A negative review is almost never the only review that reviewer has done. One learnt far more about — to choose a famous example — the perspicacity of Roger Ebert and Gene Siskel by hearing/watching/reading their negative reviews and defenses thereof. And that isn't just about nebulous "taste," either: A critic (or author writing a review, or author in general) had bloody well better have a conscious rationale for why certain "types" of works are outside their attention. It might be rational or irrational disdain; it might be humility in knowing how little one knows in some areas (one only wishes that more "critics" and "reviewers" of military and espionage fiction would acquire some of that… including too damned many "former military" and "former intelligence" people writing about radically different contexts unmerited by their own experience/scholarship); it might be bad experiences with crap (remember, Sturgeon was an optimist). It might even be so personal that the conscious rationale isn't for public consumption, like a reviewer who lives with PTSD.
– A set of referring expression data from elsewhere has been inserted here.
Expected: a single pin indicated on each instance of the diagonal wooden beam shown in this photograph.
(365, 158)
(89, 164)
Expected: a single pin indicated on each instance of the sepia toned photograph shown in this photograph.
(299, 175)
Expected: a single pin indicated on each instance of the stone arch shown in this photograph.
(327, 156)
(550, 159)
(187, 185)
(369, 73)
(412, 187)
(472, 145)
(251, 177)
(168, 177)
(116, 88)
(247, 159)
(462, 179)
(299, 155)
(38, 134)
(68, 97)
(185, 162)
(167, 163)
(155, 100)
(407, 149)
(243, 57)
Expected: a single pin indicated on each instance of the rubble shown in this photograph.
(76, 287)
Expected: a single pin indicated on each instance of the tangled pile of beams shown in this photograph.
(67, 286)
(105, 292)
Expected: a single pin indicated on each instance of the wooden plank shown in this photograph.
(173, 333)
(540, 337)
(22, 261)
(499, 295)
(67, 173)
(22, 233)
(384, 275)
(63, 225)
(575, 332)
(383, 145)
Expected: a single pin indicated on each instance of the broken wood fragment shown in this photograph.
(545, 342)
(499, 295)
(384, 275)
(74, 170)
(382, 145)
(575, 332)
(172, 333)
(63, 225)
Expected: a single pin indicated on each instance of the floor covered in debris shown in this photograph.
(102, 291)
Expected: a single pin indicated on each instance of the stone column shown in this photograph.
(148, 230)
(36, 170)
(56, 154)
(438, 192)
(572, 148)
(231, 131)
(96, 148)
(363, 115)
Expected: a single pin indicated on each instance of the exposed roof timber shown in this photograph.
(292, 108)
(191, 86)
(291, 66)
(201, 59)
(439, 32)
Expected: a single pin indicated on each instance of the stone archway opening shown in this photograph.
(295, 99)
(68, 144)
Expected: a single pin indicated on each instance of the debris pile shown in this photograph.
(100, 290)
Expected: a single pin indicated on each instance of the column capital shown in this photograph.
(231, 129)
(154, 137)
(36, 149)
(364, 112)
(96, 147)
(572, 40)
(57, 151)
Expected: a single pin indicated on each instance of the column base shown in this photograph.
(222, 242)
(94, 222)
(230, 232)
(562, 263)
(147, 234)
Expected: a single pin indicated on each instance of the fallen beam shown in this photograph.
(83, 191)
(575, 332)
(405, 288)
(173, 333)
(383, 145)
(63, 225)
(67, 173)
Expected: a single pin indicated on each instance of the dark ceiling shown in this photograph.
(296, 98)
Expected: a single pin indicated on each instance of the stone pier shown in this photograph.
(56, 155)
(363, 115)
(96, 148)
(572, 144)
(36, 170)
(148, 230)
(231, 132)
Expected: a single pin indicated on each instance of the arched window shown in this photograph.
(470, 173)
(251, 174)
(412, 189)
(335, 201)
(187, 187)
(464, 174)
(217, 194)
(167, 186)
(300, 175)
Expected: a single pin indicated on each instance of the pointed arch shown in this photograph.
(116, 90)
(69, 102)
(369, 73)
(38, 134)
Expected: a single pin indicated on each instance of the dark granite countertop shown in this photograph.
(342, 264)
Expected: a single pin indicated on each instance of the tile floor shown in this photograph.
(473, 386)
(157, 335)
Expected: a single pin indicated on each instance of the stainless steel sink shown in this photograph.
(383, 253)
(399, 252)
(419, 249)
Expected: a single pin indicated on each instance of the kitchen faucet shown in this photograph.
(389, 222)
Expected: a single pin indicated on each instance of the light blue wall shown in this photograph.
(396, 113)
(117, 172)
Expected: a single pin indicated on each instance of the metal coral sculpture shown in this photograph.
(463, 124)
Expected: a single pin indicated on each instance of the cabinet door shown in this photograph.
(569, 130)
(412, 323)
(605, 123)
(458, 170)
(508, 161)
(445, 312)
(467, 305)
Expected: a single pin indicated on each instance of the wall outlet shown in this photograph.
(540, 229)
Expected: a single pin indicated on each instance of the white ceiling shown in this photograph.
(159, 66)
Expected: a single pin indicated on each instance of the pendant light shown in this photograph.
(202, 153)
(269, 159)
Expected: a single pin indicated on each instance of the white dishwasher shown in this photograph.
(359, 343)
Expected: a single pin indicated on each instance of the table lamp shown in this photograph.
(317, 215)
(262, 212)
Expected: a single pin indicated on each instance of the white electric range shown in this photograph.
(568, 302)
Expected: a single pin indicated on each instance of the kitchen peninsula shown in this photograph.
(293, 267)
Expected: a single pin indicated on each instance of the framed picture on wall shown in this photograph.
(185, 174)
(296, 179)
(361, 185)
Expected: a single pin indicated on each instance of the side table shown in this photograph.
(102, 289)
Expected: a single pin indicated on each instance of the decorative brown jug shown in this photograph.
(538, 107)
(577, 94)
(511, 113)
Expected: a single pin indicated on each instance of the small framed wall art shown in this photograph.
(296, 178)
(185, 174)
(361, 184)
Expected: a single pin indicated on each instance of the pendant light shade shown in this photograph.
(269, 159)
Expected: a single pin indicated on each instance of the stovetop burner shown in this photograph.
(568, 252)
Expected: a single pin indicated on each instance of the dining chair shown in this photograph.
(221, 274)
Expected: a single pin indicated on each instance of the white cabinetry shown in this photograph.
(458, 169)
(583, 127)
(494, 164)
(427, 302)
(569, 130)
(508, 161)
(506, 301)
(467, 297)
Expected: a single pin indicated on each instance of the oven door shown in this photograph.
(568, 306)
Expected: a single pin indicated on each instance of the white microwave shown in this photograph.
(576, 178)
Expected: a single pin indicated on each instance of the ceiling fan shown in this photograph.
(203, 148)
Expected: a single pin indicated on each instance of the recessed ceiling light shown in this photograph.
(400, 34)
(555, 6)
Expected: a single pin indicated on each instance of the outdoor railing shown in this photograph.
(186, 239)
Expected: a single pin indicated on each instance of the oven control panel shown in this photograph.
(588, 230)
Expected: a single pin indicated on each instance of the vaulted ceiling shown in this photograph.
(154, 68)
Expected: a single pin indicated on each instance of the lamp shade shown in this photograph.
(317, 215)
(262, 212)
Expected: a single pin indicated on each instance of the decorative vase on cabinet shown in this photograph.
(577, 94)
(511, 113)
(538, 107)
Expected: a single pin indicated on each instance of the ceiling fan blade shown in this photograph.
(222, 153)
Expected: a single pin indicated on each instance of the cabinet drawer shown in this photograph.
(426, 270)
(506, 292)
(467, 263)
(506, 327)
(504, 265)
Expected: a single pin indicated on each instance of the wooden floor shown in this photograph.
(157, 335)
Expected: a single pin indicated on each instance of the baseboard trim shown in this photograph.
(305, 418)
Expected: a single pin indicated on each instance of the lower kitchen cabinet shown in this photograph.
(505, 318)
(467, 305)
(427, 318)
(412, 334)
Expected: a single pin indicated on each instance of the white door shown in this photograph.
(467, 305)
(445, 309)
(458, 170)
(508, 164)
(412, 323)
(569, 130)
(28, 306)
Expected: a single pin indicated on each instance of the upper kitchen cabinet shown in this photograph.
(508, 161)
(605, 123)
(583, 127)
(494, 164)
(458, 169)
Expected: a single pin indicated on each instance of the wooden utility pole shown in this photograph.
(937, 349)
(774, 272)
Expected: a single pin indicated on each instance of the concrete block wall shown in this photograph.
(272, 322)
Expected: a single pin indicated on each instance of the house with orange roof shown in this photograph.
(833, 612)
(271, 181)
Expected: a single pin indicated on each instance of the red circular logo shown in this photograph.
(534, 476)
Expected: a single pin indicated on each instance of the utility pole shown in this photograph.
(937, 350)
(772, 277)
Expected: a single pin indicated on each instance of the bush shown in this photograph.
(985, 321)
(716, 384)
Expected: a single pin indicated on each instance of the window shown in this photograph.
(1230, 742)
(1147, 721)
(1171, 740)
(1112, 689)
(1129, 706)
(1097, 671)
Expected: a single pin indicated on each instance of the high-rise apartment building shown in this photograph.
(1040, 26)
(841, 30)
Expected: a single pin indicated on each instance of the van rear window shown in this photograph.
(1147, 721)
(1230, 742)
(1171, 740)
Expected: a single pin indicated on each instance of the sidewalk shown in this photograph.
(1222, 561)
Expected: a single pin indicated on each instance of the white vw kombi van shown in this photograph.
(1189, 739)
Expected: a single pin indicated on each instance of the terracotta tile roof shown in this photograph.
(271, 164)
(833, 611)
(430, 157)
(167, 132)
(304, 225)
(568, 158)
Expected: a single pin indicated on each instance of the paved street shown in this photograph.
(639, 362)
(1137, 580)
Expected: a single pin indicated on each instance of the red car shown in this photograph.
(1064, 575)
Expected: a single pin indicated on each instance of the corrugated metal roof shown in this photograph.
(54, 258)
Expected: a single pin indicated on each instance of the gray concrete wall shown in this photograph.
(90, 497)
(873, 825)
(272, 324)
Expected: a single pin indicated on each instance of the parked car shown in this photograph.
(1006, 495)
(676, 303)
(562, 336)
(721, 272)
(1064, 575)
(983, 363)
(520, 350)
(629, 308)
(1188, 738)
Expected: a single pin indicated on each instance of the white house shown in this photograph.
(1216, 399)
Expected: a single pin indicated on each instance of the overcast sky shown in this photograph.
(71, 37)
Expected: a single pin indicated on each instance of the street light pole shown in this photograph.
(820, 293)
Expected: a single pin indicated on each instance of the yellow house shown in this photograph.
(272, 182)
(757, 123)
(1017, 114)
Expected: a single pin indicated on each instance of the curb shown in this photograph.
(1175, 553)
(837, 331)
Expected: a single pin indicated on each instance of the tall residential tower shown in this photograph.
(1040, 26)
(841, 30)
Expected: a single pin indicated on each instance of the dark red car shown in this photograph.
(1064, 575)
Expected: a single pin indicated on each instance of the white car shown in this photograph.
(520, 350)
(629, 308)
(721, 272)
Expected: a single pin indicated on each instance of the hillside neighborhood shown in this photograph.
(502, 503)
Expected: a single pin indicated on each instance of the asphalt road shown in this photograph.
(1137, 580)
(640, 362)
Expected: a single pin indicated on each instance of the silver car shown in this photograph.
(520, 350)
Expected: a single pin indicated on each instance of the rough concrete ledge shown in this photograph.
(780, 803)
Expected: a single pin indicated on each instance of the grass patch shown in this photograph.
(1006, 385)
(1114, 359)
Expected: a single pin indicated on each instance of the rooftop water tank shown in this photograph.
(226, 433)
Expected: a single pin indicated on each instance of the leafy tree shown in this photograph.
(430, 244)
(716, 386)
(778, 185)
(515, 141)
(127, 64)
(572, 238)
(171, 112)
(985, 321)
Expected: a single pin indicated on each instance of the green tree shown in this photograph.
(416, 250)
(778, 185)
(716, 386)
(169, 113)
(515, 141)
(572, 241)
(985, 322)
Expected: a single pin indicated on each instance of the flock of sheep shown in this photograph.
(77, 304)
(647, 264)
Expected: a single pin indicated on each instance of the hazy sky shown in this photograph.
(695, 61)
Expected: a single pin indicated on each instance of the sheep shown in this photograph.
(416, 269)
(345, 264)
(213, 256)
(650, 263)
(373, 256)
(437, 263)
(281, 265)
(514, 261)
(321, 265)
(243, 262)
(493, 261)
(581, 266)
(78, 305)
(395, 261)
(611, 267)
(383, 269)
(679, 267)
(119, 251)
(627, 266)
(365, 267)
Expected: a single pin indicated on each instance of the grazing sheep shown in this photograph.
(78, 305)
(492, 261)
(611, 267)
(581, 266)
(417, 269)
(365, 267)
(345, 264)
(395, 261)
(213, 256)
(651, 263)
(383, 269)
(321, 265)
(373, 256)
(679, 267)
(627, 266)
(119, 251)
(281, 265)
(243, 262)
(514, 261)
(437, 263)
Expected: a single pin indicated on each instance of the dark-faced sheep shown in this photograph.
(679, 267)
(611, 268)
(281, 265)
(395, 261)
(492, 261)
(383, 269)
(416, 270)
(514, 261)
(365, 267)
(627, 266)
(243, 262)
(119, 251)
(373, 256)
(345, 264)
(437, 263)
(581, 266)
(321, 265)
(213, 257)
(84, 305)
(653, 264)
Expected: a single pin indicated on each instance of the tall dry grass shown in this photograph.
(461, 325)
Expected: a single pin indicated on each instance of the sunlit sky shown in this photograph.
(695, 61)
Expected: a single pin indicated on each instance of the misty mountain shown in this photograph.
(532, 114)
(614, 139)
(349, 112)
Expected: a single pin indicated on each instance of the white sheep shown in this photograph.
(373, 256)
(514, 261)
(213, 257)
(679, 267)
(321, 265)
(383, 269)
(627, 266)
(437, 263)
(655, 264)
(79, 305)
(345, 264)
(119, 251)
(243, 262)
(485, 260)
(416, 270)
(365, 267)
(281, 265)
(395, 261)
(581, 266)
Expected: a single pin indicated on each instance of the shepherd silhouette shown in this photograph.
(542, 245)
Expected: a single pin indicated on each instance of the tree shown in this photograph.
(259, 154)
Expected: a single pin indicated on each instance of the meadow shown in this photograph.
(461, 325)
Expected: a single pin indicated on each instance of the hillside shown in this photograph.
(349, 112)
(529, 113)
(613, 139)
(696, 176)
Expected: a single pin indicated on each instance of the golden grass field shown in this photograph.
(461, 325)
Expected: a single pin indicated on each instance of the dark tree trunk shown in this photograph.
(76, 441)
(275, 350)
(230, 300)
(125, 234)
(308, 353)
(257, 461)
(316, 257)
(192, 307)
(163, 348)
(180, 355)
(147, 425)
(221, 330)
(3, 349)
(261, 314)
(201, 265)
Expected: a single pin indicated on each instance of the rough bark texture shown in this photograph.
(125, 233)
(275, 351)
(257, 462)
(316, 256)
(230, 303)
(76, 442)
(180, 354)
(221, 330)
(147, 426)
More broadly, a single review is almost never the only review appearing in that review source. Here, I must genially disagree with Mr Scalzi on one point: PR people generally do not accept that reviewers are not just adjuncts of the publicity-and-marketing campaign, and especially not in more (self-) serious subsets of the arts. If they did, there would never be an embargo date on reviews. And this is where Harvilla's invocation of Krasinski and Anderson really fails: Simply by being prominent enough to be big fish in the small indie pond, Krasinski and Anderson are inherently part of the marketing-and-publicity strategy of others in that pond. <SARCASM> If you really want to see how it's done, try visiting the world of the young classically trained musician in nonacademic selective youth orchestras — presuming a very strong stomach and very high tolerance for posturing, bullshit, egos, entitlement and privilege, parents living through their children's achievements, outright sabotage, and temper tantrums. If you can shrug off the contemporary political news, you might have a shot at it. </SARCASM>
The well-considered negative review is a demonstration of trustworthiness on the part of both the individual reviewer and the review source. It doesn't even need to go as far as Ebert did about North in demonstrating that the emperor wasn't just naked, but was probably unable to spell "textile;" the gentle, considered thumbs-down is equally valuable in demonstrating that the reader of/listener to that review can have at least some trust that the reviewer hasn't been coopted and isn't just a cheerleader or relentless booster. And in the social media world with its unacknowledged benefactors, that's even more important. Objecting to a stale crust on that apple pie is not unAmerican.